I’m really sick of badasses, and hearing people envied for being badasses. BADASS. BADASS. BADASS. Public service message: there’s no such thing as a “badass,” so you should be very suspicious of any you encounter.
My personal hero fantasies more have to do with e.g. discovering a secret will in an old trunk. Luckily there are plenty of games that target me.
And back off the list again.
• カエルの為に鐘は鳴る [Kaeru no Tame ni Kane wa Naru] (1992, for Game Boy): Nintendo / Intelligent Systems (Kyoto, Japan) [6 hrs?]
Browsing lists of Game Boy games to see what should go in my little retro box, I came across mention of a game with the title For Frog the Bell Tolls.
For Frog the Bell Tolls.
I of course had to try it out. I wanted to meet it and thank it for introducing this splendidly surreal sequence of words into my life.
The Japanese title is indeed exactly the title of the Hemingway novel with the words “for whom” replaced by “for the frog.” Since this is not actually a Dadaist game, I am going to assume that in Japanese this substitution reads as silly but more or less smooth, and that therefore “For Frog the Bell Tolls,” though literal, is a less than ideal translation. The game was never released outside of Japan, but one of its developers recently referred to it in an English-language blog post as “The Frog For Whom the Bell Tolls,” which preserves the reference and the silliness but irons out the Gertrude Stein. So we should probably take that as the best version of an English title.

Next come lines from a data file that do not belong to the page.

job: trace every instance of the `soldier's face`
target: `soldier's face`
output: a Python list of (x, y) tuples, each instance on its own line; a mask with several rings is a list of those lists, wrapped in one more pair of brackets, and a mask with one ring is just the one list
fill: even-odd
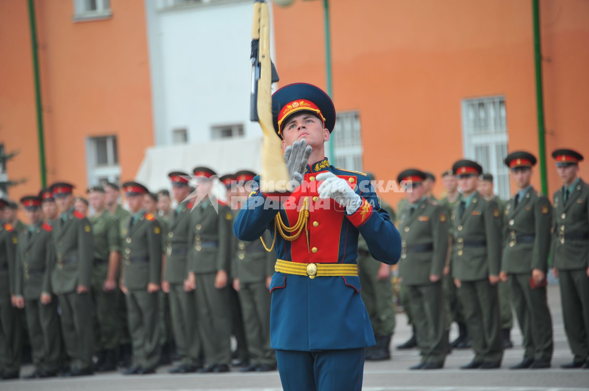
[(323, 123), (316, 115), (307, 111), (293, 114), (282, 124), (283, 151), (288, 145), (303, 139), (313, 150), (329, 139), (329, 131), (323, 128)]

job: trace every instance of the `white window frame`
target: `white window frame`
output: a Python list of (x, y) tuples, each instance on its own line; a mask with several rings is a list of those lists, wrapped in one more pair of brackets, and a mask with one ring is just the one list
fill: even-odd
[[(487, 117), (487, 123), (483, 125), (478, 122), (481, 104)], [(492, 174), (494, 192), (501, 199), (508, 199), (511, 196), (509, 171), (504, 161), (509, 148), (505, 98), (495, 95), (464, 99), (461, 105), (464, 157), (477, 161), (482, 165), (484, 172)], [(471, 105), (477, 106), (474, 126), (471, 126), (470, 119)], [(489, 119), (491, 117), (492, 121)], [(484, 147), (487, 147), (485, 156), (478, 156), (477, 148)]]
[(111, 0), (95, 0), (96, 9), (88, 9), (88, 0), (74, 0), (74, 22), (84, 22), (108, 19), (112, 16), (110, 8)]
[[(107, 161), (105, 165), (98, 165), (97, 162), (96, 141), (98, 139), (107, 139)], [(88, 137), (86, 139), (87, 171), (88, 186), (100, 185), (98, 178), (106, 178), (108, 182), (117, 183), (121, 177), (121, 166), (114, 162), (114, 146), (113, 141), (117, 139), (115, 135), (98, 136)], [(118, 148), (117, 148), (117, 152)]]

The version I played was translated by fans in 2011 as “For the Frog the Bell Tolls,” with a sensible but somewhat disappointing “the.”
It’s okay: the purity of “For Frog the Bell Tolls” will live on in my heart.

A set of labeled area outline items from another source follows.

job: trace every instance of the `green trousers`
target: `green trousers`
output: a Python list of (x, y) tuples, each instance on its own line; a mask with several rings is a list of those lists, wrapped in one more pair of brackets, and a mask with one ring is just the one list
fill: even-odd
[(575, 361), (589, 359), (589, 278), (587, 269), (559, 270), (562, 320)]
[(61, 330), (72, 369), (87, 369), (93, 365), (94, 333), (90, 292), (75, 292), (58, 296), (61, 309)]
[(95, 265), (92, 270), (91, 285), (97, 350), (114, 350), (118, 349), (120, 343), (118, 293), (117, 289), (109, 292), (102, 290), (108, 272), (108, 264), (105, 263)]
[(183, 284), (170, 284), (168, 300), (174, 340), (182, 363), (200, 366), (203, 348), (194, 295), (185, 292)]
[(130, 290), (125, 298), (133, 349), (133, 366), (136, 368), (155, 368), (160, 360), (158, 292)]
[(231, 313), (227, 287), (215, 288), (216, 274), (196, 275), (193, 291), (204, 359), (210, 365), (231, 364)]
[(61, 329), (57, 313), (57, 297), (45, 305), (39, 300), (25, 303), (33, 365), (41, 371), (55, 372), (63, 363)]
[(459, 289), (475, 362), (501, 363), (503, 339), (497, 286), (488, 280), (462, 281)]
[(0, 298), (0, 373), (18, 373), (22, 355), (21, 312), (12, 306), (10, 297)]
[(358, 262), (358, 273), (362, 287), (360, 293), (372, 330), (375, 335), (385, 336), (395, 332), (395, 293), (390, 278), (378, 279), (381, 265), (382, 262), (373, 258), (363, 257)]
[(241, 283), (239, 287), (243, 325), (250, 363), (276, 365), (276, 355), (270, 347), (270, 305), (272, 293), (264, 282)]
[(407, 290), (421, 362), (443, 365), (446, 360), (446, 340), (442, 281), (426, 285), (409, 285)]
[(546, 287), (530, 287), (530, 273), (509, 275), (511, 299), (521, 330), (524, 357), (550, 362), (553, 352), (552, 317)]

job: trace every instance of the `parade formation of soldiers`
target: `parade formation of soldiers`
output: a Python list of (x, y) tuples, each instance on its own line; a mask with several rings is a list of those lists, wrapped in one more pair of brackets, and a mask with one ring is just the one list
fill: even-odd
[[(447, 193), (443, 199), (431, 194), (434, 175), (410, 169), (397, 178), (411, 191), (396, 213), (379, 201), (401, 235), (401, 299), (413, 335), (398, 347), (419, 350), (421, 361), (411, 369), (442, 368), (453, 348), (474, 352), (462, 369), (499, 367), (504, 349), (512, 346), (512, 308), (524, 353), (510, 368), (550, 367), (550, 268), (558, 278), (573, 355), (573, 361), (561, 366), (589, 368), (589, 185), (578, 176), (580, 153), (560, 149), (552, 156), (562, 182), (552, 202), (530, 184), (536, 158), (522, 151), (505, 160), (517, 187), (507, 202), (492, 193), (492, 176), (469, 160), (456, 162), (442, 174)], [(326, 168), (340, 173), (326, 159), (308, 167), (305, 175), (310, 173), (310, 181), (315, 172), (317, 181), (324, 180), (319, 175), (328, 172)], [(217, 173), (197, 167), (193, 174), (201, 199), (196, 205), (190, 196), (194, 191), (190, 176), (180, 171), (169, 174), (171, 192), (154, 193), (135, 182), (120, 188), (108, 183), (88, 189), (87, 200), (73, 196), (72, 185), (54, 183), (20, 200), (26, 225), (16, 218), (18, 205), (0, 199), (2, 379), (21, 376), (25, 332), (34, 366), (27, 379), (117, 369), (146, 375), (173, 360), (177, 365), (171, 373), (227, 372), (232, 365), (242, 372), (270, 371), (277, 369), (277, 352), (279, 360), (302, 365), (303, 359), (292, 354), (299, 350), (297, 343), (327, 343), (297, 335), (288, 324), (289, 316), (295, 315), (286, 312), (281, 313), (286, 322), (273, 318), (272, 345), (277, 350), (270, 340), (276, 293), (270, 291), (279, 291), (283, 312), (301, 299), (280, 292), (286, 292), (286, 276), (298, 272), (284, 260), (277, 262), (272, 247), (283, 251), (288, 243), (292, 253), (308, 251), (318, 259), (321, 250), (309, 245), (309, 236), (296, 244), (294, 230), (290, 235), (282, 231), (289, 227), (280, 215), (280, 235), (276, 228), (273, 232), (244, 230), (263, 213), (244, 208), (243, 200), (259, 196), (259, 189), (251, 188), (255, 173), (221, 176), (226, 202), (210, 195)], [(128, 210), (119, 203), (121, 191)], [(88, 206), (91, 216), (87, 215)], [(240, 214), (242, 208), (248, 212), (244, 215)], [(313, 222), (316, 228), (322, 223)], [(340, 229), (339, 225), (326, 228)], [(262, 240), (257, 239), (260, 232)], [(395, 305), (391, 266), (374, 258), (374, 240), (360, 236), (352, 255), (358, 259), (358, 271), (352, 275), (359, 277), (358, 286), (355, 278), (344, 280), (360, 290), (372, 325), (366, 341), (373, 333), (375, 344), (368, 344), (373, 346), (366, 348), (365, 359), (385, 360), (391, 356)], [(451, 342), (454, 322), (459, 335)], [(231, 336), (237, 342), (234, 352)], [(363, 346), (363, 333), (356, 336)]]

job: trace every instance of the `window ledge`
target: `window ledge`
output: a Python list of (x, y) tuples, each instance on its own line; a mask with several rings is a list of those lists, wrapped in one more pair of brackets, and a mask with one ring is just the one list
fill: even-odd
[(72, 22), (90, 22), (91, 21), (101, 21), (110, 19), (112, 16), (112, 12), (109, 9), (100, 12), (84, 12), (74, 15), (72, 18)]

What the title means: you play as a prince who gets turned into a frog, a spell which can be lifted by the sound of the ancient magic bell. See?

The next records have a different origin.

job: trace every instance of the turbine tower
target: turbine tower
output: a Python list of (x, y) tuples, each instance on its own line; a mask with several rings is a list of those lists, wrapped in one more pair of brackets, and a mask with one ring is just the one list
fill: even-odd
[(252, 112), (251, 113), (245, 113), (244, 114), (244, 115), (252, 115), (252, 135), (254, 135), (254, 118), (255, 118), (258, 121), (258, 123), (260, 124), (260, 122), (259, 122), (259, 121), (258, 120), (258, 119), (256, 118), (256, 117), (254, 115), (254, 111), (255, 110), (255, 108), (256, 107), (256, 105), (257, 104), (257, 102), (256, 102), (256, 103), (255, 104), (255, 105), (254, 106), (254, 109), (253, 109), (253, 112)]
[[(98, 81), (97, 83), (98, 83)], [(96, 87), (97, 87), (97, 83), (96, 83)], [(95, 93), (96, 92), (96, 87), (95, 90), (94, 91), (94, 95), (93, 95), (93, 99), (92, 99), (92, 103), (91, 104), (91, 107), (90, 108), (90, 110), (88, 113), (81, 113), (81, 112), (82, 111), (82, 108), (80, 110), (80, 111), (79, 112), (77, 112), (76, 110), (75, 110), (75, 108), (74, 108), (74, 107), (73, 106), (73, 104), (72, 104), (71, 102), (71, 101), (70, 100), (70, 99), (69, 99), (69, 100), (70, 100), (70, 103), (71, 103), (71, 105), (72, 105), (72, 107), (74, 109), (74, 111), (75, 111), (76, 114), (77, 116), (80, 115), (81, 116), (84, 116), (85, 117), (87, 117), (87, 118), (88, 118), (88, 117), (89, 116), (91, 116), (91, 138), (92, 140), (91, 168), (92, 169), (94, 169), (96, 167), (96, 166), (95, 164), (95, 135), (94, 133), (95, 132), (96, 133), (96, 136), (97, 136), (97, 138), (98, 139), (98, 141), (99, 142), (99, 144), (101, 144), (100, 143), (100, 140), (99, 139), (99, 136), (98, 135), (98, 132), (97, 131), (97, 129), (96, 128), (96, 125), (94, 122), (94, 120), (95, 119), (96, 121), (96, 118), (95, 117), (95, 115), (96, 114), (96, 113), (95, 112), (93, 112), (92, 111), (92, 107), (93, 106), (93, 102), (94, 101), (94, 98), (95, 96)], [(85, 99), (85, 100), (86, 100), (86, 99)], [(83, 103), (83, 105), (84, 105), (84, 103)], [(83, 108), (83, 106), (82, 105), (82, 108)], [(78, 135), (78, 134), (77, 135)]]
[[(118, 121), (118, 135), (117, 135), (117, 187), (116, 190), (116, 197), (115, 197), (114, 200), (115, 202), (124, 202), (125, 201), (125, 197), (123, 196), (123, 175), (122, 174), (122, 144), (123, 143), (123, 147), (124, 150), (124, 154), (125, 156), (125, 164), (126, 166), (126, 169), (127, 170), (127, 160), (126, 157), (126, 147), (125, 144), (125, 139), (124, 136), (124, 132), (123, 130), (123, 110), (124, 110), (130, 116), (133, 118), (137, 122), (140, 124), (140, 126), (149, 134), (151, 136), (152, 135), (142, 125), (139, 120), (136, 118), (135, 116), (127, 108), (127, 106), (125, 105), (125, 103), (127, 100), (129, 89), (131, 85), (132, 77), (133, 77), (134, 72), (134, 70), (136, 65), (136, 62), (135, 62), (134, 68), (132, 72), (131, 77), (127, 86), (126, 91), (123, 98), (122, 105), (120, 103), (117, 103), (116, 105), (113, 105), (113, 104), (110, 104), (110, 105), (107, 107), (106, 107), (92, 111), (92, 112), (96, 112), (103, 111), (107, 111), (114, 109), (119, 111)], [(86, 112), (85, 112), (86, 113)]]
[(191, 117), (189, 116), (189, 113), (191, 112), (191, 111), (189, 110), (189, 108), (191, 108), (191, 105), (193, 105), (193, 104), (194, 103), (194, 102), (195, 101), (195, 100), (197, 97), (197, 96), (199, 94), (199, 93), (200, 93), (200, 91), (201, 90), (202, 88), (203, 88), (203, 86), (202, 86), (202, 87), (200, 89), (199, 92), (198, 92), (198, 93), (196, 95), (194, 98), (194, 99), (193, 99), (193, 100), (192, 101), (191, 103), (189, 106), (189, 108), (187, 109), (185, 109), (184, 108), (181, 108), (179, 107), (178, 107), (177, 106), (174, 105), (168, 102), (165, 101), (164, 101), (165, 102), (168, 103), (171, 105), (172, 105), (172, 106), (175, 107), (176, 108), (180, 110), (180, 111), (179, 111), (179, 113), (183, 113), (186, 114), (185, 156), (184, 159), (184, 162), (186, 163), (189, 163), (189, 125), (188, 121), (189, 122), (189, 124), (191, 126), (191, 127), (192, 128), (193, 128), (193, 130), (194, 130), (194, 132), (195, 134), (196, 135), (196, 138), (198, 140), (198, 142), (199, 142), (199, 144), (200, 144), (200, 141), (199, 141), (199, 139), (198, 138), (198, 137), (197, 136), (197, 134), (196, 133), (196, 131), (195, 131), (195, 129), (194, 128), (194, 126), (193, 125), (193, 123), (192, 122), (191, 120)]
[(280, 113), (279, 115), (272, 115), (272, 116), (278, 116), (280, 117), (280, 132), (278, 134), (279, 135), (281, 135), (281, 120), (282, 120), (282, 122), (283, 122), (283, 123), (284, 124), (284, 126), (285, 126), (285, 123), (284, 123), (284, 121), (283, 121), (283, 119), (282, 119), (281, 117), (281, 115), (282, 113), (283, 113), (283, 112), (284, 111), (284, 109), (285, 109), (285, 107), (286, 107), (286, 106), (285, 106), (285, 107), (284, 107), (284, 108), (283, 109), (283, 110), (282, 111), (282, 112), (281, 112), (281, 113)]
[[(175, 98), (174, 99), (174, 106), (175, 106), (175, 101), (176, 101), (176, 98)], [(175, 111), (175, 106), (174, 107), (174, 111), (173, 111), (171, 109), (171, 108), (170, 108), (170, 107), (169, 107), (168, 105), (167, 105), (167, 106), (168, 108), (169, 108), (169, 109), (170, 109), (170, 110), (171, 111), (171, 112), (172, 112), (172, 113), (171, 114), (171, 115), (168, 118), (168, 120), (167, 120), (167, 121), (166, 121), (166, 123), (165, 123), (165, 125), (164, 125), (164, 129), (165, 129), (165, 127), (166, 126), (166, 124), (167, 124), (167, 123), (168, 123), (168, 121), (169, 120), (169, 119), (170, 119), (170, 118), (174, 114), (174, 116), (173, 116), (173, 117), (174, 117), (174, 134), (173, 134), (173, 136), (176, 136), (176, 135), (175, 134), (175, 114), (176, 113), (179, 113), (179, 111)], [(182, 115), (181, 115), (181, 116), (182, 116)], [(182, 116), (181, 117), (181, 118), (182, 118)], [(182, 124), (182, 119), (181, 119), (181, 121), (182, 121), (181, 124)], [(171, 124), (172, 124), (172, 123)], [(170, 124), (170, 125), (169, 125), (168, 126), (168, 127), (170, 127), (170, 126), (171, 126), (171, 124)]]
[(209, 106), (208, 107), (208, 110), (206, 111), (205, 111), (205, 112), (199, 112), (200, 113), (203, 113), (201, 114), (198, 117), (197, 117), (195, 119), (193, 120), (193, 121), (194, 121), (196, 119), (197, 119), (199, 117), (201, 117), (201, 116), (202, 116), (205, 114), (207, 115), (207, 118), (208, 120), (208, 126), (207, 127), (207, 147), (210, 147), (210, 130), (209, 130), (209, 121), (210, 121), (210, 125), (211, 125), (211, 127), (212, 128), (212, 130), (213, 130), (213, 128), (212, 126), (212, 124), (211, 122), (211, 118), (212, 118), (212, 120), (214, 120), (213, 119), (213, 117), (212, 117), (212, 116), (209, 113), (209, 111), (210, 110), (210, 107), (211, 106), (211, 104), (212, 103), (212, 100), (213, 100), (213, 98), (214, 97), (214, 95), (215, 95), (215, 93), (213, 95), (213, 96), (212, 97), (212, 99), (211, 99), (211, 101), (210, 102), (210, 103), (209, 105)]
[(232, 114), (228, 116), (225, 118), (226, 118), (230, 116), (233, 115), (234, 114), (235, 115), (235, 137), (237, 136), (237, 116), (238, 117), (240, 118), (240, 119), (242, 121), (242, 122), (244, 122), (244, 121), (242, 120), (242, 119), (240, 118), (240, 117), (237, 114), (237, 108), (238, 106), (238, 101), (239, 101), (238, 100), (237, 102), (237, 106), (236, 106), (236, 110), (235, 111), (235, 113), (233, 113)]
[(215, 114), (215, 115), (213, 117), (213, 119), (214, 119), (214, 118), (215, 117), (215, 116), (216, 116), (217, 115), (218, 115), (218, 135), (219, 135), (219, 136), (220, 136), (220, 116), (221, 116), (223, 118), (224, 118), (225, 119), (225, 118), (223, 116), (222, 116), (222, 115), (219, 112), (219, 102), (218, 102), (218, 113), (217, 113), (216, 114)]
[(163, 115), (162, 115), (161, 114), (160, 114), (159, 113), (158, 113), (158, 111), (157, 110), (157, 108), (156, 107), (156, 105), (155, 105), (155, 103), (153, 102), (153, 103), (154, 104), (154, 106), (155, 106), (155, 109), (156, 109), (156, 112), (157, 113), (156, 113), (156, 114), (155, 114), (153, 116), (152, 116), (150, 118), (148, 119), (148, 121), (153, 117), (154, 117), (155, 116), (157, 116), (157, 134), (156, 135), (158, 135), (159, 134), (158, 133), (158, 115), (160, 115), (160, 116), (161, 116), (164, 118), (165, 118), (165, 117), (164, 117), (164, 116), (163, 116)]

I started For the Frog the Bell Tolls purely for the novelty, but then I stuck with it to the end because it turned out to be an engaging and amusing game, and quite a well-made one. It wasn’t until after I had begun playing that I really registered that this was in fact an A-1 top-team production from Nintendo themselves, and basically the highest-profile Game Boy game not to be released in the West. I guess someone must have thought that the extremely goofy tone of the thing wouldn’t travel well — Japanese comedy often doesn’t. But assuming the translation I played was really as faithful as I’m led to believe it was, I think they were wrong about that. The sugary-sweet land-of-make-believe goofiness was accessible and perfectly palatable even for a Japanoskept like me.
It was in fact the game’s strongest suit; it kept me in a good mood even as ungenerous choices in the game’s design wasted my time. There’s not really any meat to the game; it’s just a matter of doing the obvious thing in a succession of cutesy scenarios — and yet there are quite a few “one-hit” deaths that cruelly set you way too far back, resulting in many tens of minutes spent grinding back through tasks and territory whose interest has already been exhausted. Irritating.
Otherwise, a real charmer. Nice music, too: a relatively tasteful, thematically cohesive score. By the end, the “bell” leitmotif heard in nearly every cue actually manages to feel like it’s accrued some kind of emotional meaning. Which is a lot more than can be said for most video game music, and is especially high praise for something composed entirely for the greeting-card tinky-tink instruments of the Game Boy. “Relatively” is a key word here, of course.